Kenya African Union

The Kenya African Union (KAU) was a political organization devoted to achieving independence for British Kenya. In 1960 it became the current Kenya African National Union (KANU).

The flag of the KAU as devised by Jomo Kenyatta in 1951


The Kenya African Union was founded in 1944 under the name Kenya African Study Union. The word "Study" was dropped in 1947 when Jomo Kenyatta joined and became the leader of the party. At the time Kenya was among several African colonies experiencing misrule as a result of the European power's distracting involvement in World War II. Kenyan Africans tried to use KAU to gain political rights through peaceful, nonviolent approaches. The Kenya African Union formed to demand independence for Kenya in the early 1950s through a more forceful approach. Many protests and riots led to the organisation being proscribed in 1952, and several of its leaders being detained. The guerilla warfare tactics of the Land and Freedom Army eventually led to Kikuyus Kambas, Kalenjins and others being labeled "Mau Mau" by the British. Displeased by this designation, Jomo Kenyatta gave a speech in 1952 to prove that the Kenya African Union was not what the British believed it was. Kenyatta stated that the Mau Mau was an organization that promoted violence while the KAU was an organization that didn't. Also in his speech, Kenyatta stated the desire for all of Kenya to be united in order for the people to gain their independence.[1] Along with his speech Kenyatta also said that he would set up a government system to help settle the land differentiations and maintain peace in Kenya.[2] The KAU began weak under the British, but their support grew after Kenyatta's speech.

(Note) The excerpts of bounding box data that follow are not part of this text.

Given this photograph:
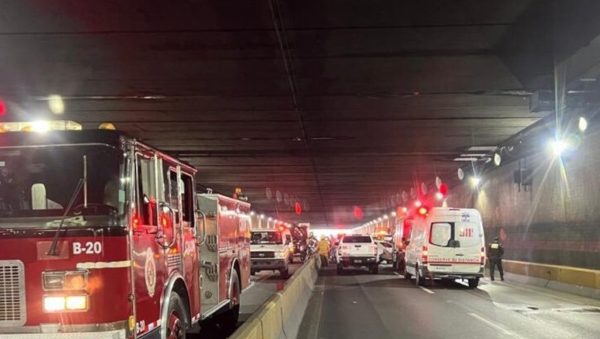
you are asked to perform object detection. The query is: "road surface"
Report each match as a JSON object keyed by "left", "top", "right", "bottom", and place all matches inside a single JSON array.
[{"left": 298, "top": 267, "right": 600, "bottom": 339}]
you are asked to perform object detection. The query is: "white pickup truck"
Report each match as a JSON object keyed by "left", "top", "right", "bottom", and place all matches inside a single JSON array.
[{"left": 336, "top": 235, "right": 379, "bottom": 274}]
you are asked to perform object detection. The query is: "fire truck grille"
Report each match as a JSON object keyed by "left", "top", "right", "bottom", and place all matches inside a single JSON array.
[
  {"left": 250, "top": 252, "right": 275, "bottom": 258},
  {"left": 0, "top": 260, "right": 26, "bottom": 327}
]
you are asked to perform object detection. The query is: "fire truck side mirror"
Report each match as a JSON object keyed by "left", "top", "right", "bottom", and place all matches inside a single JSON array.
[{"left": 156, "top": 202, "right": 176, "bottom": 248}]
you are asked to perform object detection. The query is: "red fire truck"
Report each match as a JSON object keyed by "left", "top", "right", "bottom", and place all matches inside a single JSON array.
[{"left": 0, "top": 122, "right": 250, "bottom": 339}]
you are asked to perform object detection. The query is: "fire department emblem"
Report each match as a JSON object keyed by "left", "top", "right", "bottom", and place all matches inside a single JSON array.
[{"left": 144, "top": 248, "right": 156, "bottom": 297}]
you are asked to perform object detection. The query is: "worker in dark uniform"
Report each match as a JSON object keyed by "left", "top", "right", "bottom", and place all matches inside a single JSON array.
[{"left": 488, "top": 237, "right": 504, "bottom": 281}]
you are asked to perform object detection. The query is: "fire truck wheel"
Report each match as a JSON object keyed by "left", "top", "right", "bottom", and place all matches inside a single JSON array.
[
  {"left": 167, "top": 292, "right": 187, "bottom": 339},
  {"left": 224, "top": 270, "right": 241, "bottom": 329}
]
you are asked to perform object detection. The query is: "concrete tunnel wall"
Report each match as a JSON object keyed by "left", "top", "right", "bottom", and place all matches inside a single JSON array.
[{"left": 448, "top": 126, "right": 600, "bottom": 269}]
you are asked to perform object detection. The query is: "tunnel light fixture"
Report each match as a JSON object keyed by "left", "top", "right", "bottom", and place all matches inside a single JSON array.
[
  {"left": 460, "top": 153, "right": 487, "bottom": 158},
  {"left": 578, "top": 117, "right": 588, "bottom": 133},
  {"left": 467, "top": 146, "right": 498, "bottom": 152},
  {"left": 48, "top": 94, "right": 65, "bottom": 114},
  {"left": 494, "top": 153, "right": 502, "bottom": 166},
  {"left": 470, "top": 177, "right": 481, "bottom": 188}
]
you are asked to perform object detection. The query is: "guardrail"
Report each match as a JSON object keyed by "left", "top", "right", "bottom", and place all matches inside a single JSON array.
[
  {"left": 230, "top": 256, "right": 321, "bottom": 339},
  {"left": 502, "top": 260, "right": 600, "bottom": 299}
]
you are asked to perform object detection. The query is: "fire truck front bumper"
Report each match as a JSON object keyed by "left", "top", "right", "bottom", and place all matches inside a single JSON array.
[{"left": 0, "top": 329, "right": 127, "bottom": 339}]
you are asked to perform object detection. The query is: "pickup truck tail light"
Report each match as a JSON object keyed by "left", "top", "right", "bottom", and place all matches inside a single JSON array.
[
  {"left": 421, "top": 245, "right": 429, "bottom": 264},
  {"left": 480, "top": 246, "right": 485, "bottom": 266}
]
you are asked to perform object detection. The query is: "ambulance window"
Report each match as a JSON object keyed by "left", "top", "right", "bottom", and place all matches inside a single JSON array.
[
  {"left": 429, "top": 222, "right": 452, "bottom": 247},
  {"left": 181, "top": 174, "right": 194, "bottom": 226}
]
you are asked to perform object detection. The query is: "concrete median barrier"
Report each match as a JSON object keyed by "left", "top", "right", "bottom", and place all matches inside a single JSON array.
[
  {"left": 502, "top": 260, "right": 600, "bottom": 299},
  {"left": 230, "top": 257, "right": 320, "bottom": 339}
]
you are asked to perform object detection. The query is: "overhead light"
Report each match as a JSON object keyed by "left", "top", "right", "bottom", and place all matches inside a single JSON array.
[
  {"left": 470, "top": 177, "right": 481, "bottom": 188},
  {"left": 548, "top": 139, "right": 570, "bottom": 157},
  {"left": 578, "top": 117, "right": 588, "bottom": 132},
  {"left": 460, "top": 153, "right": 487, "bottom": 157},
  {"left": 494, "top": 153, "right": 502, "bottom": 166},
  {"left": 48, "top": 94, "right": 65, "bottom": 114},
  {"left": 467, "top": 146, "right": 498, "bottom": 152},
  {"left": 456, "top": 167, "right": 465, "bottom": 180}
]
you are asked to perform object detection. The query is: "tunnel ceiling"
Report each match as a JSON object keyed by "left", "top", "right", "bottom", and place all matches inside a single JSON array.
[{"left": 0, "top": 0, "right": 596, "bottom": 227}]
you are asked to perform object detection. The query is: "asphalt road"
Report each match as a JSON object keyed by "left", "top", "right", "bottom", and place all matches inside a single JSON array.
[
  {"left": 195, "top": 264, "right": 301, "bottom": 339},
  {"left": 298, "top": 267, "right": 600, "bottom": 339}
]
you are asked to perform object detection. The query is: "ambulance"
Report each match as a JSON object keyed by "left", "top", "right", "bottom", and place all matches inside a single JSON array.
[{"left": 404, "top": 207, "right": 485, "bottom": 288}]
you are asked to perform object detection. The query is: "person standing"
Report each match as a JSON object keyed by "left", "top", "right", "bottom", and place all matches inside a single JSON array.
[
  {"left": 317, "top": 236, "right": 330, "bottom": 267},
  {"left": 488, "top": 237, "right": 504, "bottom": 281}
]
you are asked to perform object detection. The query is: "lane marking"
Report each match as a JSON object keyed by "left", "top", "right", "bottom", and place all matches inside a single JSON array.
[
  {"left": 467, "top": 313, "right": 514, "bottom": 336},
  {"left": 419, "top": 286, "right": 435, "bottom": 294}
]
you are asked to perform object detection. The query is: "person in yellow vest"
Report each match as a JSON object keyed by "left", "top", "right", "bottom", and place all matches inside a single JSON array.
[{"left": 317, "top": 236, "right": 330, "bottom": 267}]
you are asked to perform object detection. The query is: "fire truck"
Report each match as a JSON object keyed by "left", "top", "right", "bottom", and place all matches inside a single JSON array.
[{"left": 0, "top": 121, "right": 250, "bottom": 339}]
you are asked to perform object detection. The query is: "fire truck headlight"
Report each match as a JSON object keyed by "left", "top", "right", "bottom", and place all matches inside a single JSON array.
[
  {"left": 44, "top": 295, "right": 88, "bottom": 312},
  {"left": 44, "top": 296, "right": 65, "bottom": 312},
  {"left": 42, "top": 271, "right": 87, "bottom": 291},
  {"left": 66, "top": 295, "right": 88, "bottom": 311}
]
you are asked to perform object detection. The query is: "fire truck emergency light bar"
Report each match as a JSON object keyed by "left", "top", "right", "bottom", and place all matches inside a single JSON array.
[{"left": 0, "top": 120, "right": 82, "bottom": 133}]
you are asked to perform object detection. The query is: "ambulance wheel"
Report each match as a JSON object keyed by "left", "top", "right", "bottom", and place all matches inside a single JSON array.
[
  {"left": 166, "top": 292, "right": 187, "bottom": 339},
  {"left": 468, "top": 278, "right": 479, "bottom": 288},
  {"left": 223, "top": 270, "right": 241, "bottom": 329}
]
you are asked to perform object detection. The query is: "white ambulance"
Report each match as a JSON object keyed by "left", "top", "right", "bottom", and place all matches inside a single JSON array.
[{"left": 404, "top": 208, "right": 485, "bottom": 288}]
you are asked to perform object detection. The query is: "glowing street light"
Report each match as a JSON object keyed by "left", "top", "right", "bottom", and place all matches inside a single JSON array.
[
  {"left": 548, "top": 139, "right": 570, "bottom": 157},
  {"left": 578, "top": 117, "right": 588, "bottom": 133}
]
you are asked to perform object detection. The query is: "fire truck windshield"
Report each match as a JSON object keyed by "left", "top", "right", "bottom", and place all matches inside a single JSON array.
[
  {"left": 0, "top": 145, "right": 128, "bottom": 227},
  {"left": 250, "top": 231, "right": 283, "bottom": 245}
]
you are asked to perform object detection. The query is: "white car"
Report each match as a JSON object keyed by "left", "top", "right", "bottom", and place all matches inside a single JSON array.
[
  {"left": 336, "top": 235, "right": 379, "bottom": 274},
  {"left": 375, "top": 240, "right": 394, "bottom": 264}
]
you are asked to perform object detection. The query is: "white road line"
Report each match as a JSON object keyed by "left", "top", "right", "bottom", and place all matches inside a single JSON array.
[
  {"left": 467, "top": 313, "right": 514, "bottom": 336},
  {"left": 419, "top": 286, "right": 435, "bottom": 294}
]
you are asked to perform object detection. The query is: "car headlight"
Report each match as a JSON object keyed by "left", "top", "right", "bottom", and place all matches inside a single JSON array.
[{"left": 43, "top": 295, "right": 88, "bottom": 313}]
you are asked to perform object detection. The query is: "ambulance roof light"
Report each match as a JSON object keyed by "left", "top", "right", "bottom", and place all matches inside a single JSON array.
[{"left": 0, "top": 120, "right": 82, "bottom": 133}]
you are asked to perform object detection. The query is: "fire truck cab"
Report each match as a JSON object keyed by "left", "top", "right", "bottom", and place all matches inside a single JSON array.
[{"left": 0, "top": 121, "right": 250, "bottom": 339}]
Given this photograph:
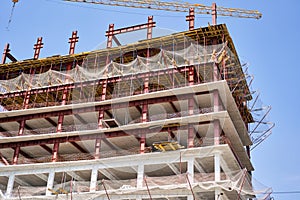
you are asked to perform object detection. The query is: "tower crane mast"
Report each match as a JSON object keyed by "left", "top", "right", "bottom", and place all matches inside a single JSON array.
[{"left": 64, "top": 0, "right": 262, "bottom": 19}]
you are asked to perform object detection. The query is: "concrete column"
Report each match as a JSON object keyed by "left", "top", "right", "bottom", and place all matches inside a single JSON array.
[
  {"left": 187, "top": 158, "right": 195, "bottom": 184},
  {"left": 213, "top": 90, "right": 220, "bottom": 112},
  {"left": 90, "top": 168, "right": 98, "bottom": 192},
  {"left": 136, "top": 164, "right": 145, "bottom": 189},
  {"left": 5, "top": 174, "right": 15, "bottom": 197},
  {"left": 94, "top": 136, "right": 102, "bottom": 159},
  {"left": 214, "top": 152, "right": 221, "bottom": 181},
  {"left": 215, "top": 188, "right": 223, "bottom": 200},
  {"left": 46, "top": 171, "right": 55, "bottom": 196},
  {"left": 187, "top": 124, "right": 195, "bottom": 148},
  {"left": 213, "top": 120, "right": 222, "bottom": 145}
]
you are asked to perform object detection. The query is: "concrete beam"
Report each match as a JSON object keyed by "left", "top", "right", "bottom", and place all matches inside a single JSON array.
[
  {"left": 167, "top": 163, "right": 180, "bottom": 175},
  {"left": 66, "top": 171, "right": 86, "bottom": 181},
  {"left": 99, "top": 169, "right": 118, "bottom": 180}
]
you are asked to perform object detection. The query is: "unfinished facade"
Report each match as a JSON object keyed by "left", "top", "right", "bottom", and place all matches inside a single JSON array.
[{"left": 0, "top": 13, "right": 272, "bottom": 200}]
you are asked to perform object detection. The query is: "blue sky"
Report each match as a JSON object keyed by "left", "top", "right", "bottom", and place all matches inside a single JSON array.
[{"left": 0, "top": 0, "right": 300, "bottom": 200}]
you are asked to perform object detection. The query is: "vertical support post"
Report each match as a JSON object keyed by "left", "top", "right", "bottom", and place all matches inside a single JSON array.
[
  {"left": 94, "top": 136, "right": 102, "bottom": 159},
  {"left": 187, "top": 95, "right": 195, "bottom": 148},
  {"left": 213, "top": 90, "right": 220, "bottom": 112},
  {"left": 5, "top": 174, "right": 15, "bottom": 197},
  {"left": 213, "top": 63, "right": 220, "bottom": 82},
  {"left": 246, "top": 146, "right": 251, "bottom": 159},
  {"left": 214, "top": 152, "right": 221, "bottom": 200},
  {"left": 140, "top": 133, "right": 146, "bottom": 154},
  {"left": 90, "top": 168, "right": 98, "bottom": 192},
  {"left": 147, "top": 16, "right": 153, "bottom": 40},
  {"left": 69, "top": 31, "right": 79, "bottom": 55},
  {"left": 12, "top": 147, "right": 21, "bottom": 165},
  {"left": 1, "top": 43, "right": 10, "bottom": 64},
  {"left": 136, "top": 163, "right": 145, "bottom": 189},
  {"left": 214, "top": 152, "right": 221, "bottom": 181},
  {"left": 33, "top": 37, "right": 44, "bottom": 60},
  {"left": 187, "top": 158, "right": 195, "bottom": 184},
  {"left": 187, "top": 124, "right": 195, "bottom": 148},
  {"left": 51, "top": 142, "right": 59, "bottom": 162},
  {"left": 211, "top": 3, "right": 217, "bottom": 25},
  {"left": 213, "top": 119, "right": 221, "bottom": 145},
  {"left": 188, "top": 66, "right": 194, "bottom": 86},
  {"left": 12, "top": 120, "right": 25, "bottom": 165},
  {"left": 46, "top": 171, "right": 55, "bottom": 196},
  {"left": 106, "top": 24, "right": 115, "bottom": 48},
  {"left": 185, "top": 8, "right": 195, "bottom": 31}
]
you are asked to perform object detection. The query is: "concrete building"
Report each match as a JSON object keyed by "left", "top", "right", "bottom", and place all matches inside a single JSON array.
[{"left": 0, "top": 14, "right": 270, "bottom": 200}]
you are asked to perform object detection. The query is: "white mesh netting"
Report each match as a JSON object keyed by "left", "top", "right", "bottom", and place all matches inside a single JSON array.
[{"left": 0, "top": 43, "right": 234, "bottom": 93}]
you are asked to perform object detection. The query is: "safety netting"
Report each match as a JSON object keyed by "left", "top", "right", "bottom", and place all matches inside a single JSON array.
[
  {"left": 6, "top": 169, "right": 272, "bottom": 200},
  {"left": 0, "top": 42, "right": 234, "bottom": 93}
]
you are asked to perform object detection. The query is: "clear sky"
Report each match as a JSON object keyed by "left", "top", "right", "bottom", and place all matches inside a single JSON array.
[{"left": 0, "top": 0, "right": 300, "bottom": 200}]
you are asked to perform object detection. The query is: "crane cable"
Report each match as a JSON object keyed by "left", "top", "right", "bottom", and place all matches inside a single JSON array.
[{"left": 6, "top": 0, "right": 19, "bottom": 31}]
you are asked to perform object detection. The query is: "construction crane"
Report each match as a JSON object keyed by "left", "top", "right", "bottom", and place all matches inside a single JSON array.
[{"left": 64, "top": 0, "right": 262, "bottom": 19}]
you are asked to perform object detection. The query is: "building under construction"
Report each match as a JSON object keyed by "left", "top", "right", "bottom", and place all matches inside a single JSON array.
[{"left": 0, "top": 3, "right": 269, "bottom": 200}]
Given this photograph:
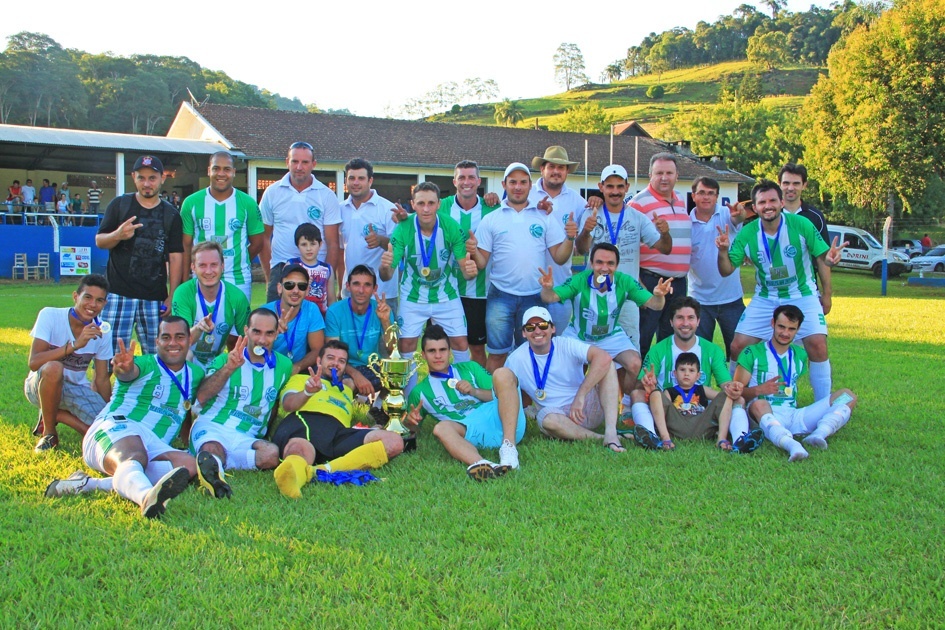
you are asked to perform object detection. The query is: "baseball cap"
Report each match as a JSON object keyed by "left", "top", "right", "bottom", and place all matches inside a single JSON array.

Kenya achieved independence and adopted a parliamentary system, largely due to the leadership of politicians who had been part of KAU. Despite guerrilla warfare and protests, the peaceful negotiations led by former KAU leaders prevailed, inspiring other movements across Africa and the world. The Royal Commission helped settle the land arguments between the British and the Kenyans. The Royal Commission also helped make government decisions and proved that the KAU was an organization that desired peace and tranquility.[1]


  1. ^ a b "Internet History Sourcebooks". 1952-07-26. Retrieved 2012-11-26.
  2. ^ "Face to Face with Jomo Kenyatta" (PDF). Archived from the original (PDF) on 2013-11-12. Retrieved 2012-11-26.